Lembrar-se que, em matéria de autolegislação, aos municípios compete fixar o horário de funcionamento do comércio, EXCETO estabelecimentos bancários, por ser, neste caso, competência da União. No entanto, o STF reconhece a possibilidade de lei municipal, por exemplo,  fixar o tempo de espera na fila no banco.   
 
2ª Questão Estamos em ano de eleição, porém, eleição para Presidente e Governadores, enquanto chefes do Executivo. A eleição para as Prefeituras é nominada de eleição solteira, por ocorrer em período distinto. Para a prova, é muito importante saber que, no caso do Município de SP, poderá haver DOIS turnos, isso porque o Município conta com mais de 200 mil ELEITORES (a banca pode inverter inadequadamente para HABITANTES, atenção!).
 
3ª Questão – A ilustre banca organizadora CETRO já requereu duas vezes a composição da Câmara Municipal, que, segundo a CF, varia conforme o número de habitantes. Não há, infelizmente, uma forma lógica de decorarmos toda a lista. Em todo caso, saibam que o MÍNIMO é de 9 Vereados (até 15 mil habitantes) e MÁXIMO de 55 Vereadores (acima de 8 milhões de habitantes).
 
Outras dicas é que a numeração sobe de DOIS em DOIS, logo, o candidato pode afastar as alternativas PARES, e, em SP, por ter mais de 8 milhões, o número atual é de 55 Vereadores. 
 
4ª Questão – O subsídio dos Vereadores também varia conforme o número de habitantes. No caso, vai de 20% (até 10 mil habitantes) até 75% (acima de 500 mil habitantes). Em São Paulo, a vinculação é de 75%.
 
5ª Questão – A despesa com a folha dos Vereadores é de no MÁXIMO 5% da receita do Municípios.
 
6ª Questão – A despesa do Poder Legislativo (EXCETO GASTOS COM INATIVOS!), por sua vez, não poderá ultrapassar de 3,5% a 7% da Receitas tributárias e algumas transferências constitucionais.
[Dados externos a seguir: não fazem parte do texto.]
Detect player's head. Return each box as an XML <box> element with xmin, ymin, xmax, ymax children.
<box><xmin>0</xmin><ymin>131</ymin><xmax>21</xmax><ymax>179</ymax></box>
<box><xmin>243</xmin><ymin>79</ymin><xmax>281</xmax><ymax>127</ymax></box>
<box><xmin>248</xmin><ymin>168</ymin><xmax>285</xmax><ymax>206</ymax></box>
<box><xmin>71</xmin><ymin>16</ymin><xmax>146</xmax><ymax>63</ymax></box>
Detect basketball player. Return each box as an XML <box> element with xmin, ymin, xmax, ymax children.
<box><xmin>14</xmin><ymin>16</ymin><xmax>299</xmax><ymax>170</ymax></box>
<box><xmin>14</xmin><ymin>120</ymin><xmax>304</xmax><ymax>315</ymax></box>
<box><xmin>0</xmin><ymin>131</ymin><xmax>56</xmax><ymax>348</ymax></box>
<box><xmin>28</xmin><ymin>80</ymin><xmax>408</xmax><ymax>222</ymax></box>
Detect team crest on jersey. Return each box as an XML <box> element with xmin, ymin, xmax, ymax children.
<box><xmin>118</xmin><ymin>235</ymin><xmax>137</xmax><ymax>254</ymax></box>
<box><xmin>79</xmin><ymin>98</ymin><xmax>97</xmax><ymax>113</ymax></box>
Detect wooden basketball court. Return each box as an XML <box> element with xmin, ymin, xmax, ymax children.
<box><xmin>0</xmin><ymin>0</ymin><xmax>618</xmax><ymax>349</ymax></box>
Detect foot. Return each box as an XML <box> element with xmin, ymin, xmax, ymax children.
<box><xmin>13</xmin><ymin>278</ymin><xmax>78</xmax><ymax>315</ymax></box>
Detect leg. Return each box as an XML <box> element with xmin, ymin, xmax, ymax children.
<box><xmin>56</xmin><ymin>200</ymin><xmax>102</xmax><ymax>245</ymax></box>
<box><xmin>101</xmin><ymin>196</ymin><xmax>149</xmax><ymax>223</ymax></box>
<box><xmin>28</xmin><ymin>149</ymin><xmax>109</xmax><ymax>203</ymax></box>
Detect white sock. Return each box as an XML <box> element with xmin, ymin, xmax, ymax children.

Quanto maior o número de habitantes, menor é o limite.
 
>> 7% - até 100 habitantes;
>> 6% - 100 mil a 300 mil habitantes;
>> 5% - 300.001 a 500 mil habitantes;
>> 4,5% - 500.001 a 3 milhões;
>> 4% - 3.000.001 a 8 milhões;
>> 3,5 – acima de 8.000.001 habitantes.
 
A ideia é uma questão envolvendo o número de habitantes, em nosso caso, acima de 8 milhões (logo, 3,5%), e brincar, entre as alternativas, com a inclusão e exclusão dos valores dos inativos.
 
7ª Questão – São crimes de responsabilidade do Prefeito Municipal:
 
I - efetuar repasse acima dos limites constitucionais;
II - não enviar o repasse até o dia vinte de cada mês; ou
III - enviá-lo a menor em relação à proporção fixada na Lei Orçamentária.
 
8ª Questão – o Poder Municipal criará, por lei, Conselhos compostos de representantes eleitos ou designados, a fim de assegurar a adequada participação de todos os cidadãos em suas decisões. A aposta de prova é que as pessoas INELEGÍVEIS, nos termos da legislação federal, não podem assumir a função de representante ou conselheiro. É mais uma das aplicações da tal Lei da Ficha Limpa.
 
9ª Questão – à semelhança do que ocorre com o Congresso Nacional (art. 49 da CF), a Câmara Municipal também conta com funções privativas. A aposta de prova é o inc. VI do art. 14:
 
VI - fixar, por lei de sua iniciativa, para cada exercício financeiro, os subsídios do Prefeito, Vice-Prefeito e Secretários Municipais, limitados a 90,25% (noventa inteiros e vinte e cinco centésimos por cento) do subsídio mensal dos Ministros do Supremo Tribunal Federal, bem como, para viger na legislatura subsequente, o subsídio dos Vereadores, observado para estes, a razão de, no máximo, 75% (setenta e cinco por cento) daquele estabelecido, em espécie, para os Deputados Estaduais, respeitadas as disposições dos arts. 37, incisos X e XI e § 12, 39, § 4º e 57, §7º, da Constituição Federal, considerando-se mantido o subsídio vigente, na hipótese de não se proceder à respectiva fixação na época própria, atualizado o valor monetário conforme estabelecido em lei municipal específica;
 
O detalhe, e precioso, é que o limite do subsídio do Prefeito, em São Paulo, é de 90,25% do subsídio do STF. Guarda com carinho esta informação! Falo precioso, pois, a rigor, o prefeito poderia receber equivalente ao subsídio do Ministro do STF.
 
10ª Questão - O Vereador poderá licenciar-se:
 
I - por motivo de doença devidamente comprovada;
II - em face de licença-gestante ou paternidade;
III - para desempenhar missões temporárias de interesse do Município;
IV – para tratar, com prejuízo dos seus vencimentos, de interesses particulares, por prazo determinado, não superior a 120 (cento e vinte) dias por sessão legislativa, não podendo reassumir o exercício do mandato antes do término da licença.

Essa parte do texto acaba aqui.